The goal of Clarifi Forecasting is to marry manager field knowledge and experience with machine learning. By fusing the two together, the impossible task of capturing a high-quality forecast becomes not only possible, but entirely achievable.
Forecasting is broken into four different pieces.
- Weekly Forecasts
- Daily Forecasts
- Events & Promotions
- The Forecast Algorithms
To access Forecasts, users can select the Forecasting tab from the Clarifi side navigation panel.
Weekly Forecast View
This section will display a chart view that has actual sales and projected sales side by side. Actual sales will only appear for days in the past.
To change the date range, click on the back facing or forward facing arrows above the chart. Users have the option to view projected data for -
- 2 weeks into the past
- 1 week into the past
- The current week
- 1, 2, and 3 weeks into the future
Users can change the forecast metric they are viewing by clicking the drop-down menu just above the graph.
The following options will be available for customers depending on how they are set up:
- Guest Count (if provided by the POS)
- Sales Item
- Labor Driver (if provided by the POS)
Daily Forecast View
Beneath the weekly forecast section will be an area displaying the day to day forecast for the week you are viewing.
Events & Promotions
After daily forecasts will be an area displaying Events and Promotions that have been applied to the week.
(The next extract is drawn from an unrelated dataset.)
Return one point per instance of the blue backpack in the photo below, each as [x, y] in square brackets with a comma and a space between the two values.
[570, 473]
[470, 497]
You can see the events and promotions for each individual day by clicking on it from the left column.
You can create new events by clicking on Add an Event. Clicking the question mark modal will display a window that defines what events are.
The forecasting module will use three different algorithms whenever it is run. The primary one being a Generalized Additive Model, Clarifi will also use two different variations of the moving average calculation:
- Exponential Moving Average - Applies a filter that decreases the weight of the recent dataset (12 weeks) exponentially over time.
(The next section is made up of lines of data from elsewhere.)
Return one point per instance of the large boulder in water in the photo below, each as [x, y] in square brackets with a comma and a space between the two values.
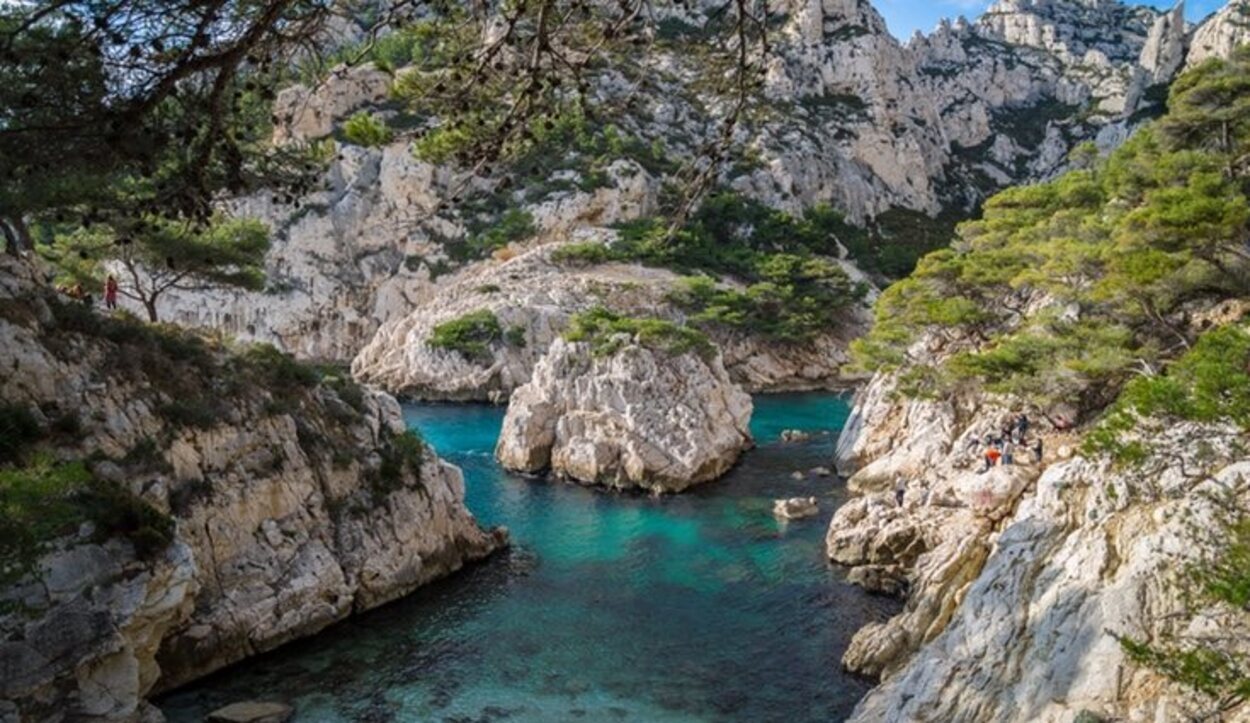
[639, 417]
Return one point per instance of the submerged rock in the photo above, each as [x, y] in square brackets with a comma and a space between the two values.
[636, 418]
[795, 507]
[791, 435]
[253, 712]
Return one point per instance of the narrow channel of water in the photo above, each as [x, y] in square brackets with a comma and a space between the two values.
[610, 607]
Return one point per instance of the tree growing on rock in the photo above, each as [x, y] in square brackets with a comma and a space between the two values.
[156, 255]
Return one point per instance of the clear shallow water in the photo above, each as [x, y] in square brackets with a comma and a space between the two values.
[609, 607]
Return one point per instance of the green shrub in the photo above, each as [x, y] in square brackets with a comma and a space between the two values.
[191, 413]
[403, 454]
[276, 370]
[583, 254]
[46, 500]
[513, 225]
[366, 129]
[470, 335]
[606, 332]
[795, 299]
[1210, 383]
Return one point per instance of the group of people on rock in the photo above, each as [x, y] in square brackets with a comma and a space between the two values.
[1004, 447]
[79, 294]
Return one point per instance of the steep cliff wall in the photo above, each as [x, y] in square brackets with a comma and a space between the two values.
[1020, 579]
[856, 120]
[240, 503]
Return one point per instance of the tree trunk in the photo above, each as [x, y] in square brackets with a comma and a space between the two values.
[10, 239]
[16, 235]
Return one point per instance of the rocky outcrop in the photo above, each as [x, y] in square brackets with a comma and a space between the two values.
[1016, 579]
[638, 418]
[534, 297]
[1220, 34]
[306, 113]
[858, 120]
[294, 504]
[1030, 636]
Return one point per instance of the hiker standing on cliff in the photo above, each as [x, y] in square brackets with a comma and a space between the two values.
[110, 293]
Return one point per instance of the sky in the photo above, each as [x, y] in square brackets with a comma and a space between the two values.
[906, 16]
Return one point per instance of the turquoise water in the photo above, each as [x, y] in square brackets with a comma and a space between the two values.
[609, 607]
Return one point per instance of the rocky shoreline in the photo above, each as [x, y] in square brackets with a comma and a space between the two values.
[1016, 581]
[271, 507]
[636, 418]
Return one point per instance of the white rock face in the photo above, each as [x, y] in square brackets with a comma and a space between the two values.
[638, 418]
[535, 297]
[309, 114]
[859, 121]
[1033, 637]
[1220, 34]
[1016, 578]
[285, 523]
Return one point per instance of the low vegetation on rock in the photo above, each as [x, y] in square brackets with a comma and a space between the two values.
[608, 332]
[1065, 290]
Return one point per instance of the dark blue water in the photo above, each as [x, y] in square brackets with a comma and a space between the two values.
[610, 607]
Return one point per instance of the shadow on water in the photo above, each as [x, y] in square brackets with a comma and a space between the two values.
[700, 607]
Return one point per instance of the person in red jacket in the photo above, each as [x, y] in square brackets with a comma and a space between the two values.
[110, 293]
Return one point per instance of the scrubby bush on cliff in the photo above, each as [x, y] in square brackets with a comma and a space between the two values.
[794, 290]
[1065, 290]
[606, 332]
[366, 129]
[44, 500]
[1209, 384]
[795, 299]
[151, 255]
[474, 333]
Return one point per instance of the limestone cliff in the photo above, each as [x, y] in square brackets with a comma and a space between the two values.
[1016, 579]
[290, 504]
[533, 297]
[635, 417]
[855, 119]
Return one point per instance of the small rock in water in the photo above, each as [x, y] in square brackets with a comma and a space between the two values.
[251, 712]
[795, 507]
[791, 435]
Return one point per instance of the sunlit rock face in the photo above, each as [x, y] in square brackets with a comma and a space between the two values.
[636, 418]
[288, 515]
[533, 298]
[856, 119]
[1016, 577]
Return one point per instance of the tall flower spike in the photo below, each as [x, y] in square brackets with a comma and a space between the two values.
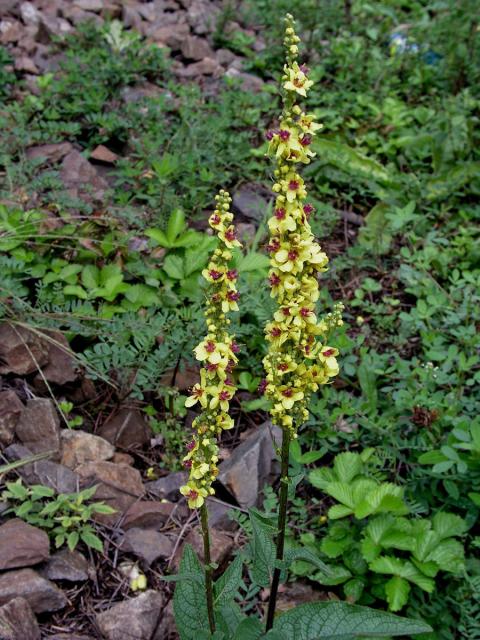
[299, 358]
[218, 354]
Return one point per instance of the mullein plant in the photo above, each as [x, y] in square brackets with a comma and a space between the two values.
[298, 361]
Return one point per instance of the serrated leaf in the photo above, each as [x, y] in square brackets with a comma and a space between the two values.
[189, 600]
[341, 621]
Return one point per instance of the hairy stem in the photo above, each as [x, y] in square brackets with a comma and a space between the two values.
[282, 522]
[208, 566]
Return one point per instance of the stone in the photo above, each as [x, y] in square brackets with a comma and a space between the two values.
[81, 178]
[247, 81]
[145, 514]
[66, 565]
[42, 595]
[206, 67]
[195, 48]
[21, 351]
[18, 622]
[168, 487]
[39, 427]
[22, 545]
[119, 486]
[248, 201]
[49, 152]
[102, 154]
[79, 447]
[45, 472]
[126, 429]
[147, 544]
[11, 408]
[135, 618]
[250, 466]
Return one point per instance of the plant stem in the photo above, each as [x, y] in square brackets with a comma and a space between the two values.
[282, 522]
[208, 566]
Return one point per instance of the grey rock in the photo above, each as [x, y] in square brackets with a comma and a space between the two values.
[18, 622]
[147, 544]
[168, 487]
[66, 565]
[21, 351]
[80, 447]
[39, 427]
[40, 594]
[45, 472]
[135, 618]
[250, 466]
[11, 408]
[22, 545]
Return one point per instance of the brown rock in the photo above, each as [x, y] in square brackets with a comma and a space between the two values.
[118, 485]
[147, 544]
[39, 427]
[145, 514]
[80, 447]
[18, 622]
[102, 154]
[22, 545]
[249, 467]
[126, 429]
[21, 351]
[45, 472]
[135, 618]
[81, 178]
[10, 409]
[40, 594]
[195, 48]
[50, 152]
[66, 565]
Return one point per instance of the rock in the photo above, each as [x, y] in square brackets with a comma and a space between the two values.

- Weighted Moving Average - Assigns a higher value to recent data.
The algorithm used and, by consequence, projection chosen will be based on historical accuracy, by comparing prior 2 weeks forecast to their actual amounts using three different error rates. They are as follows:
- MSE: Mean Squared Error between forecast actual values
- MAD: the Mean Absolute Deviation between forecast and actual values
- MAPE: the Mean Absolute Percent Error between forecast and actual values.